Key takeaway for programmers: For global submissions, always design your data packages to the most stringent regulator’s requirements (typically the FDA), then layer on any additional region-specific requirements (e.g., PMDA validation, Japanese language fields). This “design to the highest standard” approach minimizes rework across multi-regional filings.

6. Where CDISC Fits: The Implementation Layer

If ICH defines what must be standardized and why, CDISC defines how. The Clinical Data Interchange Standards Consortium is a global, non-profit organization that develops the implementation-level standards used to structure, format, and transmit clinical trial data. CDISC standards translate the high-level principles of ICH guidelines into concrete, machine-readable specifications that programmers implement daily.

Most programmers know the core trio well: SDTM (Study Data Tabulation Model) for tabulating collected data, ADaM (Analysis Data Model) for structuring analysis-ready datasets, and Define-XML for providing metadata about both. These standards, along with Controlled Terminology and the Therapeutic Area Standards, form the backbone of CDISC’s portfolio. Rather than revisiting these in depth, this article focuses on the less-discussed but equally important CDISC standards that programmers should understand.

6.1 CDASH: Clinical Data Acquisition Standards Harmonization

CDASH operates upstream of SDTM. While SDTM defines how data should be structured after collection, CDASH defines how data should be collected at the CRF (Case Report Form) level. CDASH provides recommended fields, question text, and data collection conventions for common clinical assessments, ensuring that data enters the pipeline in a form that maps cleanly to SDTM.

Why it matters for programmers: When CDASH is implemented correctly, the SDTM mapping process is significantly simplified. Conversely, when CRFs are designed without CDASH alignment, programmers face complex, study-specific mappings that increase both effort and risk.

CDASH to SDTM Mapping Example: Vital Signs

Consider a blood pressure measurement collected on a CRF. Under CDASH:

CDASH CRF Field	CDASH Variable	Maps to SDTM	SDTM Variable
Vital Sign Test	VSTEST	VS.VSTEST	SYSBP / DIABP
Result	VSORRES	VS.VSORRES	120 / 80
Unit	VSORRESU	VS.VSORRESU	mmHg
Date of Assessment	VSDTC	VS.VSDTC	2024-06-15
Position	VSPOS	VS.VSPOS	SITTING
Location	VSLOC	VS.VSLOC	ARM

When a CRF follows CDASH conventions, the mapping from CRF to SDTM VS domain is nearly one-to-one.
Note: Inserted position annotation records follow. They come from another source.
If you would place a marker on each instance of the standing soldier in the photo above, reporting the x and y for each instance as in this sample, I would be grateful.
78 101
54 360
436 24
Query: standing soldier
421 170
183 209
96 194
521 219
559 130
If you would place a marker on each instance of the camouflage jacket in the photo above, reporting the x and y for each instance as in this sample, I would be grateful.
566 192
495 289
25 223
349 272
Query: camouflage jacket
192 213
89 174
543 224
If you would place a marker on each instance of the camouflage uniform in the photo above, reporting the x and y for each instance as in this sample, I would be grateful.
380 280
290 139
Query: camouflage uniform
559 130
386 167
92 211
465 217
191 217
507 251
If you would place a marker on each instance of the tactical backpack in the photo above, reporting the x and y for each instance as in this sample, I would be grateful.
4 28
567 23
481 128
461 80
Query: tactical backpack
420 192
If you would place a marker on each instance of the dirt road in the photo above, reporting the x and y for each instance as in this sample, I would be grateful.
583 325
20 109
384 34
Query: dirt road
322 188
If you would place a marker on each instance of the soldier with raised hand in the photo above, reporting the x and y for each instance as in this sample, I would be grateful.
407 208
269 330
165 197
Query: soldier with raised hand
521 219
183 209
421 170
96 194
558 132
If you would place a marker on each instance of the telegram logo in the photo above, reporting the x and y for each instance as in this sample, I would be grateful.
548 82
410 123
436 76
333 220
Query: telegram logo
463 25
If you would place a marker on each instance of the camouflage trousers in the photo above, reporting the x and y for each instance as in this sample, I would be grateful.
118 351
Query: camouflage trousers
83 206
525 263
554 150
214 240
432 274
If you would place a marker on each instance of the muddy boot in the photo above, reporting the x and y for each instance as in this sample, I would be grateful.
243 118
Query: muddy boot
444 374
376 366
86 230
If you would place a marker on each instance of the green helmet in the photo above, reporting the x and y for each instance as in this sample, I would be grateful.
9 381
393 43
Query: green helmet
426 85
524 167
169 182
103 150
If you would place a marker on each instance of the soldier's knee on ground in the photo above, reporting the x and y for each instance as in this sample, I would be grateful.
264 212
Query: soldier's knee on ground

Variable names align, value-level conventions match, and the programmer’s task shifts from interpretation to transformation. Without CDASH, the CRF might collect blood pressure as a single field (“120/80 mmHg sitting, left arm”), forcing the programmer to parse, split, and derive multiple SDTM variables from free text.

6.2 SEND: Standard for Exchange of Nonclinical Data

SEND is the nonclinical counterpart to SDTM. It provides a standardized structure for submitting nonclinical (animal) study data, including toxicology, carcinogenicity, and pharmacokinetic studies. SEND follows the same foundational model as SDTM but with domains tailored to nonclinical endpoints.

FDA mandate: The FDA has required SEND for certain nonclinical study types since 2017. The current SENDIG (SEND Implementation Guide) versions cover general toxicology studies, carcinogenicity studies, and cardiovascular/respiratory safety pharmacology studies.

SEND Domain Example: Carcinogenicity Study

A 2-year rat carcinogenicity study submitted in SEND format would include domains such as:

SEND Domain	Code	Content	Parallels SDTM
Body Weight	BW	Individual animal body weights over study duration	VS (Vital Signs) conceptually
Body Weight Gain	BG	Calculated weight changes between timepoints	Derived, similar to ADaM derivations
Clinical Observations	CL	In-life clinical signs (palpable masses, behavioral changes)	CE (Clinical Events)
Macroscopic Findings	MA	Gross pathology findings at necropsy	No direct SDTM parallel
Microscopic Findings	MI	Histopathology results for examined tissues	No direct SDTM parallel
Organ Measurements	OM	Organ weights at necropsy	No direct SDTM parallel
Tumor Findings	TF	Tumor incidence and classification	Conceptually parallel to Oncology TAUG TU/TR domains

SEND shares SDTM’s foundational structure — Findings, Events, and Interventions observation classes; standard variables like --TESTCD, --ORRES, --STRESC; and controlled terminology. Programmers experienced with SDTM will find SEND structurally familiar, though the scientific content and validation rules reflect the nonclinical context.

6.3 Therapeutic Area User Guides (TAUGs)

TAUGs provide disease-specific extensions to the base SDTM and CDASH standards. They add domains, variables, and conventions that address the unique data requirements of particular therapeutic areas. TAUGs do not replace SDTMIG; they layer on top of it.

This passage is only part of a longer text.